Sözünü tamamlayamadan gideceğimiz otobüs geldi ve hep birlikte bindik. Bu adam dışarıdan baksan ufff taş taş bildigin meteor ama içi fısss tüf dersin.
Otobüse yerleştik. Pencere kenarına oturdum. Tam dergimiz çıkardım bakacakken Chris yanıma oturdu. Uff!...
Öyle yolculuğumuz bitti. Ormanlik bir alana geldik. Ordu Boztepeye benziyor. Cadirlarimizi kurduk. Ben Matematik hocası bayan Sun la aynı çadırı paylaşacaktim.
Hep birlikte yakilan kamp ateşinin etrafına geçtik. Sun hoca elime gitarı yapıştırdı ve şarkı söylememi istedi. Bende Taylor Swift ft. The Civil Wars - Safe and Sound
şarkısını çalıp söyledim.
I remember tears streaming down your face
Yüzünden gözyaşlarının sel gibi aktığını hatırlıyorum.
When I said, I'll never let you go
Sana asla senin gitmene izin vermeyeceğimi söylerken
When all those shadows almost killed your light
Tüm o gölgeler neredeyse senin ışığını öldürecekken
I remember you said, Don't leave me here alone
Senin bana "beni burada yanlız bırakma" dediğini hatırlıyorum.

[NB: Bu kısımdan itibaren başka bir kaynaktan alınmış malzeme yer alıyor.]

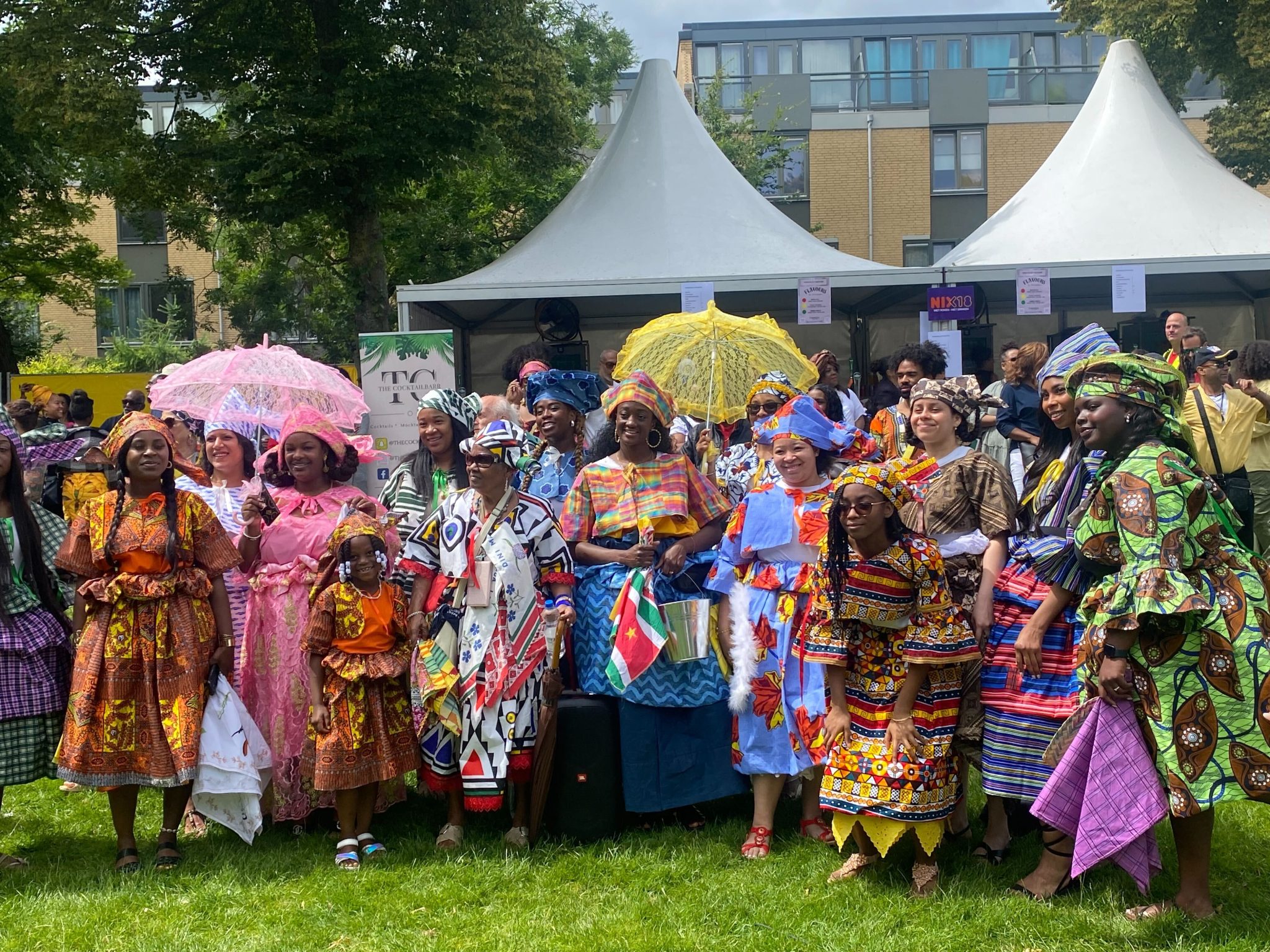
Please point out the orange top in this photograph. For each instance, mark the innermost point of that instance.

But all that's dead and gone and passed tonight
Ama bunların hepsi öldü ve gitti ve bitti bu akşam
Just close your eyes
Sadece gözlerini kapat
The sun is going down
Güneş batıyor
You'll be alright
Sen iyi olacaksın
No one can hurt you now
Şimdi kimse seni incitemez
Come morning light
Gel gündüz ışığı
You and I'll be safe and sound
Sen ve ben sağlıklı ve güvende olacağız.
Don't you dare look out your window darling
Pencereden dışarı bakmaya cesaretin yok mu sevgilim
Everything's on fire
Her şey ateşe verilmiş
Arada gözümü hocalara çeviriyordu tepkilerini olcmek için ama Chrise her baktigimda beni yiyecekmış gibi bakiyordu. Sonra thrift shop şarkısını gitarla çalıp söyledim. Farklı bir yorum oldu.
Böylece yemeklerimizi de yedik ve şarkı faslı da bitince herkes çadırlarına çekildi. Benim aklim halen daha Ken deydi. Çünkü onu hem özledim ve ya inanamıyorum halen daha daha iki gün oldu ve her şey bu kadar hızlı gelişti.

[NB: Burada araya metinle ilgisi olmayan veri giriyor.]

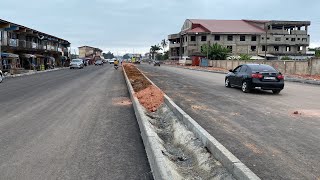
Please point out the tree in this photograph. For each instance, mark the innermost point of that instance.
(164, 44)
(154, 49)
(126, 56)
(215, 51)
(109, 55)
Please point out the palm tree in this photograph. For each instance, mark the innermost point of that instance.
(154, 49)
(164, 44)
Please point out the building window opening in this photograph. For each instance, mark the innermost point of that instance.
(242, 38)
(217, 37)
(253, 38)
(203, 38)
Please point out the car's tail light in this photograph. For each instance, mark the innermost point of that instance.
(257, 76)
(280, 76)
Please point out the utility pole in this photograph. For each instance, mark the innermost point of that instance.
(265, 46)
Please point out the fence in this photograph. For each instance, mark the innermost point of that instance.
(309, 67)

Ateşin başında otururken yanımdan bir gölgenin geçtiğini hissettim. Acaba ayı mi ha aaaa saçmalama Beyza. Dönüp baktigimda bu Christi.
"Beyza sana bir şey söylemek istiyorum."
"Efendim hocam"
"Resmi konusmasan"
"Niye daha iki gündür tanıdığım biriyle nasıl konuşabilirim ki"
"Ama iki gündür tanıdığın adamla evleniyorsun"
"o rol gereği hem sana bir açıklama yapmak zorunda değilim Ne söylemek istiyorsan dinliyorum uykum geldi"
"Beyza"
bu sırada ellerimi ellerinin arasına aldı. Ve bana biraz yaklasarak
"Beyza bırak bu yarışmayı hadi Ingiltere ye gidelim ben seni seviyorum. İlk defa böyle bir şey başıma geliyor. İlk defa böyle duygular hissediyorum. Seni ilk gördüğümden berili..."
"Yeter daha duymak istemiyorum. Chris bu konuşma şimdi burada bitti anladın mi tamam şimdi ben cadirina gidiyorum ve bunlar hiç yasanmadi. "
"Onu seviyorsun değil mi senden küçük bide Beyza lütfen dediklerimi düşün"
"Düşünecek bir şey yok Chris evet haklısın ben onu seviyorum hemde çok oldu mu duymak istediklerini duydun ben şimdi gidiyorum."
Tam ayağa kalktım ve gidiyordum ki olamaz kamera tam arkamda ve inanamıyorum çekmedi değil mi bütün bu konuşmaları. Hayır di mi cekmedin haaahhhhsss tır...
Multimedia Gitarım
ŞİMDİ OKUDUĞUN
İMİTASYON KORELİ
RomanceTürk bir kızın çalışmak için Koreye gitmesi ve oraya adapte olmaya çalışırken bir Tv şovuna katılması (bayağı bir yazım hatası olduğu için düzenleniyor)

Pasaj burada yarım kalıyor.